En mettant l’accent sur le meilleur intérêt de l’enfant, le législateur québécois tend à donner préséance aux droits individuels et aux intérêts de l’enfant sur d’autres considérations d’ordre familial ou social. En ce sens, les pratiques en protection de l’enfance s’inscrivent dans la vision plus égocentrique et individualiste qui caractérise les sociétés allochtones en Occident.

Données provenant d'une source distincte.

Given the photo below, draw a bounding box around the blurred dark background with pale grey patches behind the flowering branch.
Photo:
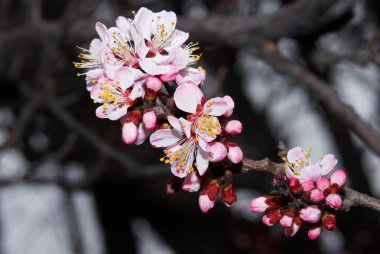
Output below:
[0,0,380,254]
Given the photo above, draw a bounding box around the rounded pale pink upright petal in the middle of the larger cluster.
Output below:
[174,84,200,113]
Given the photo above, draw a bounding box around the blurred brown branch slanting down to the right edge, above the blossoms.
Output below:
[250,43,380,156]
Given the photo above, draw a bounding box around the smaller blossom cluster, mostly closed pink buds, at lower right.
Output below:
[250,147,347,240]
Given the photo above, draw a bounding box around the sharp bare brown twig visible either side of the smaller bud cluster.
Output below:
[240,158,380,212]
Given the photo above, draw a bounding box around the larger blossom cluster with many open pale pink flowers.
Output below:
[74,8,243,212]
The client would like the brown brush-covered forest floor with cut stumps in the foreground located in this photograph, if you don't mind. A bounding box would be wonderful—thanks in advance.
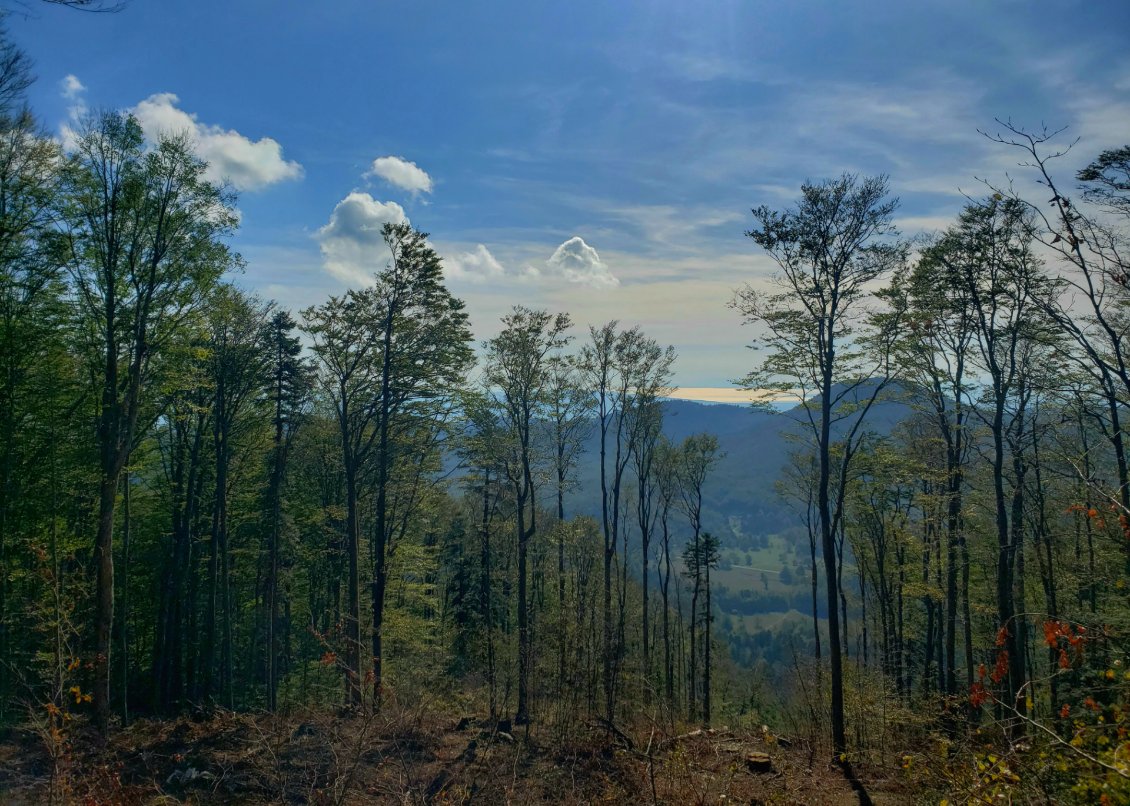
[0,711,910,806]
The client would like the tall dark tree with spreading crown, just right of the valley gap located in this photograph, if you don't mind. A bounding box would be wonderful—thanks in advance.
[732,174,904,759]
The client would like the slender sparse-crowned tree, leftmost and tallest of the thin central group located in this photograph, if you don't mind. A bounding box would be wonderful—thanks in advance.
[483,306,572,725]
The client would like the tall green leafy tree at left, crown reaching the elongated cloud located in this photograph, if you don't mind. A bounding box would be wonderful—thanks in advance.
[66,113,236,731]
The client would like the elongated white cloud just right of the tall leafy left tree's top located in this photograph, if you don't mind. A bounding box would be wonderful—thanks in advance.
[131,93,303,190]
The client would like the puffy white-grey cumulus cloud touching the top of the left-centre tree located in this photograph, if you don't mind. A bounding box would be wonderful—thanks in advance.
[316,191,409,285]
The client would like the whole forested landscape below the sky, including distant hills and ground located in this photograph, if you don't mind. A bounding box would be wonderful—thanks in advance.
[0,11,1130,804]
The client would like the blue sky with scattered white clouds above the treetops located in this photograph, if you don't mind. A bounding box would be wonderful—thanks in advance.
[8,0,1130,397]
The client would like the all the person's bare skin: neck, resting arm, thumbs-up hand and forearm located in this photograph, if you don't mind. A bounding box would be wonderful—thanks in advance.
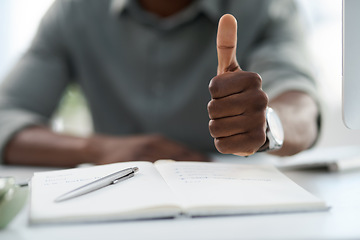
[4,0,318,167]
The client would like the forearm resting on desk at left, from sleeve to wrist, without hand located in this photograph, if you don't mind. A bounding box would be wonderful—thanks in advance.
[4,127,92,167]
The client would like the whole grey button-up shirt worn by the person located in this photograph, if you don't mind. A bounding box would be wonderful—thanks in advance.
[0,0,316,161]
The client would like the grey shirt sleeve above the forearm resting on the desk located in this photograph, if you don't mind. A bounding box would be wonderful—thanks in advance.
[0,1,71,162]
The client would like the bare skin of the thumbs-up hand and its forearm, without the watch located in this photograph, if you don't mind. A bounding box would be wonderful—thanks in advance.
[208,14,318,156]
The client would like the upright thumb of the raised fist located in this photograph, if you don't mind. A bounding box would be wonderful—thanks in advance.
[216,14,241,75]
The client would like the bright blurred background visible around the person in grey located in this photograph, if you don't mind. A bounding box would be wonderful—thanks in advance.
[0,0,360,147]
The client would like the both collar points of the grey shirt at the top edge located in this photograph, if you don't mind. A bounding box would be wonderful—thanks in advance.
[110,0,222,23]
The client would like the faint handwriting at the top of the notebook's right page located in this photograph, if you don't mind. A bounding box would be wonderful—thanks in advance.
[174,165,271,183]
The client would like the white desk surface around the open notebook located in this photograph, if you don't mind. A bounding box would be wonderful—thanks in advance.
[0,154,360,240]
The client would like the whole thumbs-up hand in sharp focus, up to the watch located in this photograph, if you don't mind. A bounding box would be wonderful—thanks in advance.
[208,14,268,156]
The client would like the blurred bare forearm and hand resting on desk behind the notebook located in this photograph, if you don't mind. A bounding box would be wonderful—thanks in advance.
[4,127,208,167]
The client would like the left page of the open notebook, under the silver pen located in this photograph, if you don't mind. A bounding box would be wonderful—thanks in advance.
[30,162,179,223]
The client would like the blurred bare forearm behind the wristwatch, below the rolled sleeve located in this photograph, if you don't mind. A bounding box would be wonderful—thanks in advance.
[269,91,319,156]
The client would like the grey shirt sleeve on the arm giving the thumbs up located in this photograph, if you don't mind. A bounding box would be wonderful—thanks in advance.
[245,0,323,142]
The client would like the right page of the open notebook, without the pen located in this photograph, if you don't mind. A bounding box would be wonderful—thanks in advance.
[156,161,326,215]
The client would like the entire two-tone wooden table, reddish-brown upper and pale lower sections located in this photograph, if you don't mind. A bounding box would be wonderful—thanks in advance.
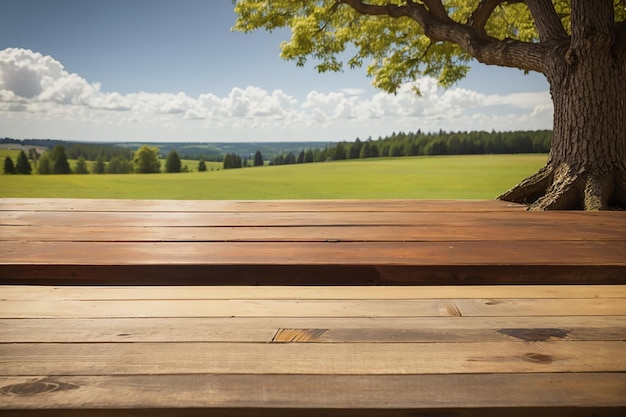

Au sein de la culture nord-américaine, chaque individu se définit comme une personne unique, autonome, qui poursuit ses propres objectifs (Kirmayer, 2007). La société valorise que les individus démontrent une pensée articulée, voire originale et qu’ils défendent de façon constructive leurs

opinions. C’est donc l’affirmation du caractère unique de chaque individu qui est valorisé et favorisé (Kirmayer, 2007). Dans le même ordre d’idée, Bellah et ses collègues (1985) décrivent deux visions de l’individu qui caractérisent la société nord-américaine moderne. L’individualisme expressif encourage l’individu à partager et à exprimer sa vie émotionnelle et ses propres valeurs morales dans un souci d’authenticité personnelle. À l’inverse, d’un point de vue plus rationnel, l’individualisme utilitaire définit l’individu comme un être pragmatique qui poursuit ses propres objectifs dans le but de maximiser son bien-être personnel et d’accumuler le plus possible de biens matériels et de pouvoir (Bellah et al., 1985). Cette pensée individualiste et égocentrique contraste avec la vision communautaire et collectiviste qui a préséance au sein des sociétés autochtones, comme chez les Inuit (Kirmayer, 2007).